A Forever Christmas(65)
“We’re going to need a statement, Angel,” Rick told her, deliberately using the name she’d chosen to stay with. “We’ll take it the day after tomorrow,” he added. “Tonight’s Christmas Eve and tomorrow’s Christmas, this will keep until after that.”
But she shook her head. “No, I want to get this over with now, put it behind me once and for all.”
“Your call,” Rick told her obligingly. Turning toward one of the people who had been drawn by the sound of gunfire and had subsequently congregated around them, he said, “Get the doc out here.”
“Then he is still alive?” she asked in horror, staring at Wynters’s fallen body.
“No, he’s dead all right.” Rick’s voice softened just a touch. “I want you and my deputy here checked out. Wouldn’t want to risk losing either of you,” he said matter-of-factly.

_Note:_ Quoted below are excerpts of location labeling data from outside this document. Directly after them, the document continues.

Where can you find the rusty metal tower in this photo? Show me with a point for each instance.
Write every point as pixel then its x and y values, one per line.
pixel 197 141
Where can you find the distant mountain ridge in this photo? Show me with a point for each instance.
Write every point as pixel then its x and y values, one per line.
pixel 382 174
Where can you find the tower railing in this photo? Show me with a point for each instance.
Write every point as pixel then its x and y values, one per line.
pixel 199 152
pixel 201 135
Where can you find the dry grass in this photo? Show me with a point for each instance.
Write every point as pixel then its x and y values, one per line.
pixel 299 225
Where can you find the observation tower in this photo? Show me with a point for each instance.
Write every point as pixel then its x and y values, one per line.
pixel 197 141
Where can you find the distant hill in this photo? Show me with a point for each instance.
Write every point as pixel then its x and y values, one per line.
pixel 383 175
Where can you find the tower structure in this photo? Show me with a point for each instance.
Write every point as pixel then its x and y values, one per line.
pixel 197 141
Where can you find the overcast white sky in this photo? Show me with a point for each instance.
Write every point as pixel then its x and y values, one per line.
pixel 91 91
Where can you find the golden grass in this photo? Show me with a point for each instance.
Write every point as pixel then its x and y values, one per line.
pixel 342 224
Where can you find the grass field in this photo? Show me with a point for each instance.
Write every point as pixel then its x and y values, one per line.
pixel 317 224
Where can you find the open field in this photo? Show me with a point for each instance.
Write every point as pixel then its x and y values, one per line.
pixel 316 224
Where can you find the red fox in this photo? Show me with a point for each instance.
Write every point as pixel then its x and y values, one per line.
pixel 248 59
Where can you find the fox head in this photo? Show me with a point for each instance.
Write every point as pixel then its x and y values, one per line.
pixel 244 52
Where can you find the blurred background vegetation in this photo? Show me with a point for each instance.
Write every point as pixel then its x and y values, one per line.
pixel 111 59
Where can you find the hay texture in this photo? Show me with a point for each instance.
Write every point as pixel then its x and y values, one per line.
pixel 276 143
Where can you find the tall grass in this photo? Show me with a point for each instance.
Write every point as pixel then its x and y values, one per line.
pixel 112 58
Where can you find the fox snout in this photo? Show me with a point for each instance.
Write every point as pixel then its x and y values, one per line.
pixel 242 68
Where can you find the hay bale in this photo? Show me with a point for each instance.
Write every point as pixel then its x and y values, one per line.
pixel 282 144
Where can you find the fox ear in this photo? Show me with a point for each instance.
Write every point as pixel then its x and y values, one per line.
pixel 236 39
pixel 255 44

Gabe offered no resistance, just asked for an indulgence. “Can I have a minute, Sheriff?”
“You can have ten,” Rick told him genially. “Just don’t go wandering off.”

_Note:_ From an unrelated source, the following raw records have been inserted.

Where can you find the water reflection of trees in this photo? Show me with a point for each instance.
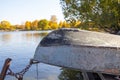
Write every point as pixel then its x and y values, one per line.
pixel 6 38
pixel 68 74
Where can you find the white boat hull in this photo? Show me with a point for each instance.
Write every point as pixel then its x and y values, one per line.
pixel 97 59
pixel 79 49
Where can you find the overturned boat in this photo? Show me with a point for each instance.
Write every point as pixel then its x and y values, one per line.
pixel 80 49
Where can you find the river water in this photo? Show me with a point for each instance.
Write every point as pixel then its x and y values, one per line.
pixel 20 46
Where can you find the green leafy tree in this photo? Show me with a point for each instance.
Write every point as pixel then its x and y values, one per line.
pixel 103 14
pixel 43 24
pixel 28 25
pixel 34 25
pixel 5 25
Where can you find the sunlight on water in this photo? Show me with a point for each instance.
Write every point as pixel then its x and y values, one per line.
pixel 20 46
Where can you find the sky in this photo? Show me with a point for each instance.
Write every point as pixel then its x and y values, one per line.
pixel 19 11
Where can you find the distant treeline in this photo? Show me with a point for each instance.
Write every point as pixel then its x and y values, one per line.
pixel 42 24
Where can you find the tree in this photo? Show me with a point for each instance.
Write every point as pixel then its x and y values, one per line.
pixel 53 18
pixel 34 25
pixel 43 24
pixel 5 25
pixel 28 25
pixel 104 14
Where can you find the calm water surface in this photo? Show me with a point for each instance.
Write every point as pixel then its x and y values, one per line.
pixel 20 46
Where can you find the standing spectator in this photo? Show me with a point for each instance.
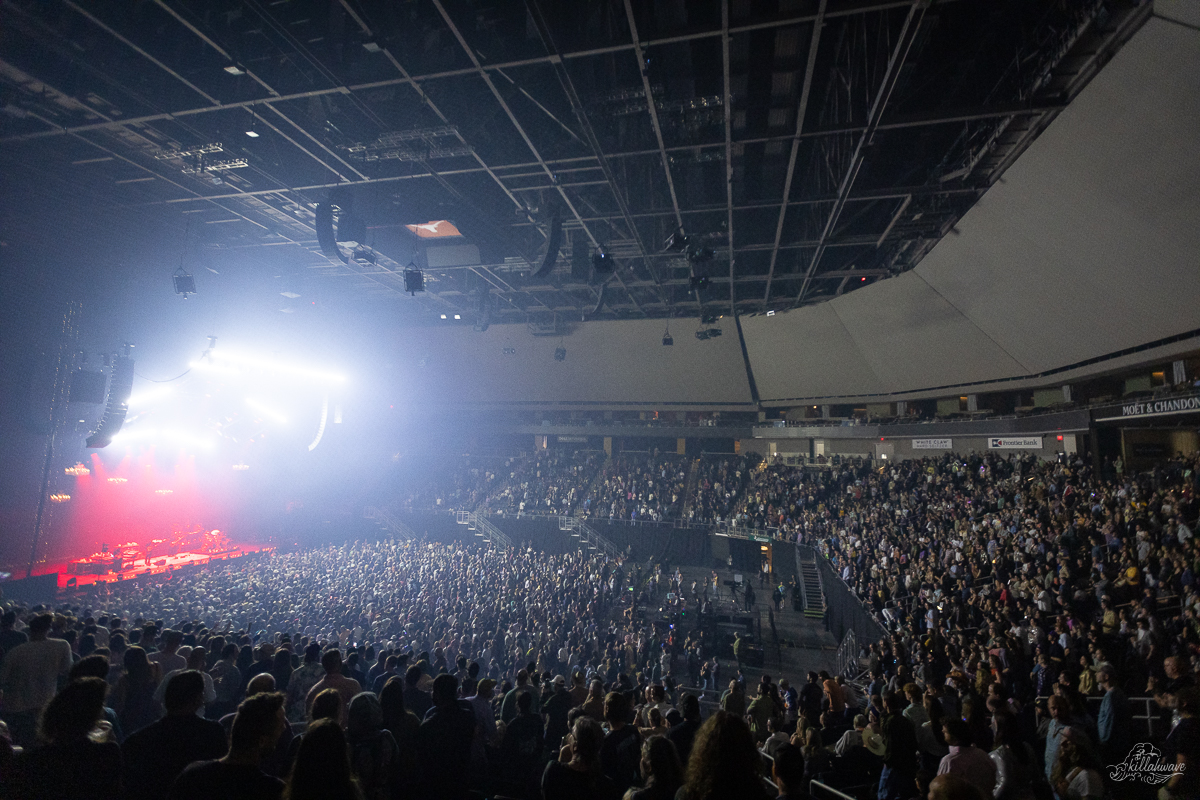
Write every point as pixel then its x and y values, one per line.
pixel 227 683
pixel 965 759
pixel 133 693
pixel 523 744
pixel 1115 720
pixel 556 708
pixel 1077 774
pixel 684 734
pixel 29 678
pixel 301 683
pixel 10 637
pixel 724 762
pixel 415 699
pixel 444 740
pixel 334 679
pixel 196 662
pixel 69 764
pixel 1182 746
pixel 322 770
pixel 157 753
pixel 899 751
pixel 238 775
pixel 167 656
pixel 581 777
pixel 373 752
pixel 486 733
pixel 621 751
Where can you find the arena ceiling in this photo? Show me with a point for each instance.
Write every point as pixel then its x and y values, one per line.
pixel 805 148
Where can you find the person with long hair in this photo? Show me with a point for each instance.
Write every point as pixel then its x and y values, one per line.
pixel 322 769
pixel 133 695
pixel 581 777
pixel 373 752
pixel 1013 758
pixel 76 757
pixel 402 725
pixel 724 762
pixel 661 771
pixel 1075 774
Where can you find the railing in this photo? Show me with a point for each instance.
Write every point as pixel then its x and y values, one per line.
pixel 390 523
pixel 593 540
pixel 819 791
pixel 1152 716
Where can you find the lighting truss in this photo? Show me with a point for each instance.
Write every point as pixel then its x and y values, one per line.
pixel 216 166
pixel 441 142
pixel 203 150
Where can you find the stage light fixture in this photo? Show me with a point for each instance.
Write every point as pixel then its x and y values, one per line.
pixel 676 242
pixel 414 280
pixel 265 410
pixel 185 283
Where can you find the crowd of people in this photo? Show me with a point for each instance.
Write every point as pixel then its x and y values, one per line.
pixel 1021 603
pixel 640 486
pixel 547 483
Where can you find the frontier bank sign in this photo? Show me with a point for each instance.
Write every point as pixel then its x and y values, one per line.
pixel 1150 408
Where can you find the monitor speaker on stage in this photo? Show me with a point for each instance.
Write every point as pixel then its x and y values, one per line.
pixel 118 403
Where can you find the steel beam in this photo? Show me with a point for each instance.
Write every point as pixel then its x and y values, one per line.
pixel 801 113
pixel 903 47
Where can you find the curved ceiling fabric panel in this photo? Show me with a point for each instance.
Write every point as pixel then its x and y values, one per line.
pixel 912 337
pixel 606 362
pixel 1089 245
pixel 1090 242
pixel 807 353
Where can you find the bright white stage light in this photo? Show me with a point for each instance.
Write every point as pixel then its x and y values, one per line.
pixel 235 362
pixel 265 410
pixel 171 435
pixel 144 396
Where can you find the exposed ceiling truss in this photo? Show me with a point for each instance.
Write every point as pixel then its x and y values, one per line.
pixel 807 149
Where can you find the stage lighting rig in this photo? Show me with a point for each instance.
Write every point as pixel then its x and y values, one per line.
pixel 414 280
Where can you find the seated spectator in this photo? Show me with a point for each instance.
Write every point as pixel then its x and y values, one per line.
pixel 157 753
pixel 581 776
pixel 73 758
pixel 660 769
pixel 238 775
pixel 965 759
pixel 322 770
pixel 787 773
pixel 724 762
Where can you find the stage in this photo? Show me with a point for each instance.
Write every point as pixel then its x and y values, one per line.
pixel 157 566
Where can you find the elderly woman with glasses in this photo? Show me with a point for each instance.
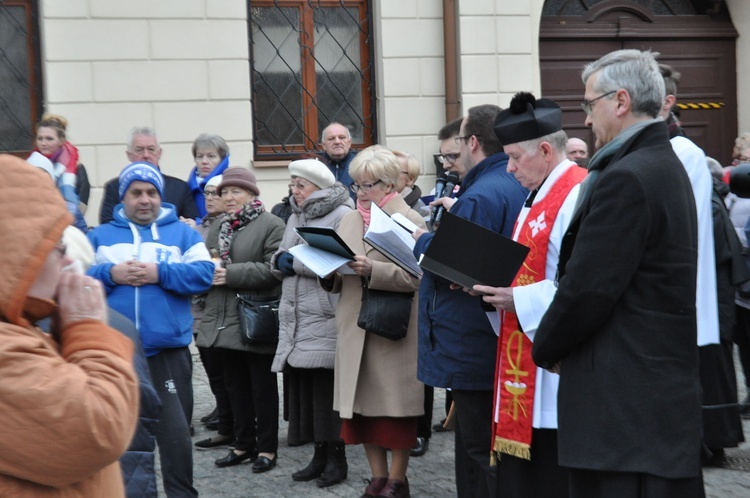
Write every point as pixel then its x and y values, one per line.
pixel 307 330
pixel 211 156
pixel 376 390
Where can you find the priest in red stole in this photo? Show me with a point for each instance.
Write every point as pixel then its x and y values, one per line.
pixel 525 406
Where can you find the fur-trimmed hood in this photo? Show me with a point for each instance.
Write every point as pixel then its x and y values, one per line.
pixel 31 226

“We’ll be just over there,” Gabe told him, pointing toward the pantry. Taking Angel by the hand, he went inside the pantry, switched on the overhead light and closed the door.
Most of the pantry shelves were empty. That still didn’t explain what they were doing there. “Gabe?” she asked uncertainly.
“I’ve got something to say before this night gets any weirder,” Gabe told her.
She braced herself, waiting to hear what she felt in her heart was going to be the beginning of the end. Their end. And why not? Taking up with her had almost cost Gabe his life. What man wanted a woman like that to keep hanging around?
“All right,” she whispered, an unbelievable sadness clutching her heart. “Go ahead.”
He reached into his pocket. Good, it was still there. He hadn’t lost it in the fight.
“All right,” he began, his mouth suddenly so dry it felt as if his tongue was going to stick to the roof of his mouth any second now, “before Doc starts poking and prodding me and Rick starts picking your brain apart for details about this horror show, I just wanted to ask you… I just wanted to ask you…”
This wasn’t going to come out right, he thought. His head was really hurting him and all the words he’d rehearsed so carefully had temporarily vanished from his brain.
“Oh, hell,” he muttered.
This was going to be worse than she thought. She could feel tears begin to sting her eyes. She decided to spare him the trouble. “That’s all right, you don’t have to say it,” she told him.
Puzzled, he looked down into her upturned face. “I don’t?”
“No.” She pressed her lips together, afraid she was going to start sobbing. “I’ll leave as soon as I give Rick my statement.”
“Leave?” Gabe echoed. The pain he still felt around his neck was nothing in comparison to what his heart was suddenly going through. “Why would you leave?”
How could he ask her that? Was he playing some sort of a game?
Or was he?
“Because you want me to,” Angel answered. “Don’t you?”
“No, I don’t,” he cried with feeling. “What I want is to give you this,” he said in an eruption of frustration, pulling out his hand and opening it to reveal an engagement ring lying in his palm. “I had a whole speech worked out, but now I can’t seem to rem—”
Snatching the ring from him, Angle quickly slipped it on the proper finger on her left hand.
She didn’t want a fancy proposal. All she wanted was him—for the rest of her life.
But first, she suddenly remembered her own news. “I have something I have to tell you first,” she said, “before I give you my answer.”
“What?” he asked uneasily.
She’d wanted to pick her time, but after what just happened, he needed to know—and the sooner, the better. “You’re going to be a father.”
He looked at her, stunned beyond words. “Are you saying—”
“I’m pregnant.” And then she took a breath, knowing this could change everything. “So if you want to take your ring back—”
He didn’t even hear her. His mind was stuck in first gear. “You’re sure? You’re sure you’re pregnant?” he asked.